Why doesn't this function work if I use “[xs]” instead of “xs”?

Question

split :: [a] -> Int -> ([a], [a])
split [xs] n = 
    (take n [xs], drop n [xs])

The same code works if I give the variable as xs

Answer 1

Somehow a lot of people think that [xs] as pattern means that you unify a list with xs. But this is incorrect, since the function signature (either derived implicitly, or stated explicitly) already will prevent you to write code where you call the function with a non-list item.

A list has two constructors:

• the empty list []; and
• the "cons" (h : t) with h the head (first element), and t the tail (a list with the remaining elements).
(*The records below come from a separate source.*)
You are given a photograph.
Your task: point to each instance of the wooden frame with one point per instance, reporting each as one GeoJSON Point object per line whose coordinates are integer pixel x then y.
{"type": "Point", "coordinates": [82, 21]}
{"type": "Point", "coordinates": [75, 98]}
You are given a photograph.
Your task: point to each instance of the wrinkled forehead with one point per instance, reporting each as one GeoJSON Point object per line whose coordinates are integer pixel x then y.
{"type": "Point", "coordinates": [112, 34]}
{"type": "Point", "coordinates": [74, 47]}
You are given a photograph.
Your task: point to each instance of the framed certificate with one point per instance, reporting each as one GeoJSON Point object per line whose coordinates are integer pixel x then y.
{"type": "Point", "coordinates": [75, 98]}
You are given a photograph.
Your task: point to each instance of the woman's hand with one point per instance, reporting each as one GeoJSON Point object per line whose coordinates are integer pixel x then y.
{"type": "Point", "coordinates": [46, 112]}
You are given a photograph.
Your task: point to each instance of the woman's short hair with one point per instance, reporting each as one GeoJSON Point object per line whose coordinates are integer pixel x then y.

Haskell however introduces some syntactical sugar as well. For example [1] is short for (1:[]), and [1, 4, 2] for (1:(4:(2:[]))).

So that means that if you write [xs], behind the curtains you defined a pattern (xs: []) which thus means you match all lists with exactly one element, and that single element (not the entire list) is then xs.

Anyway, the solution is to use:

split xs n = (take n xs, drop n xs)

Since both take :: Int -> [a] -> [a] and drop :: Int -> [a] -> [a] have in the signature that xs is supposed to be a list, Haskell will derive automatically that n is supposed to be an Int, and xs an [a].

Note that you can use splitAt :: Int -> [a] -> ([a], [a]) as well. We can make the signature equivalent to the one you target with:

split = flip splitAt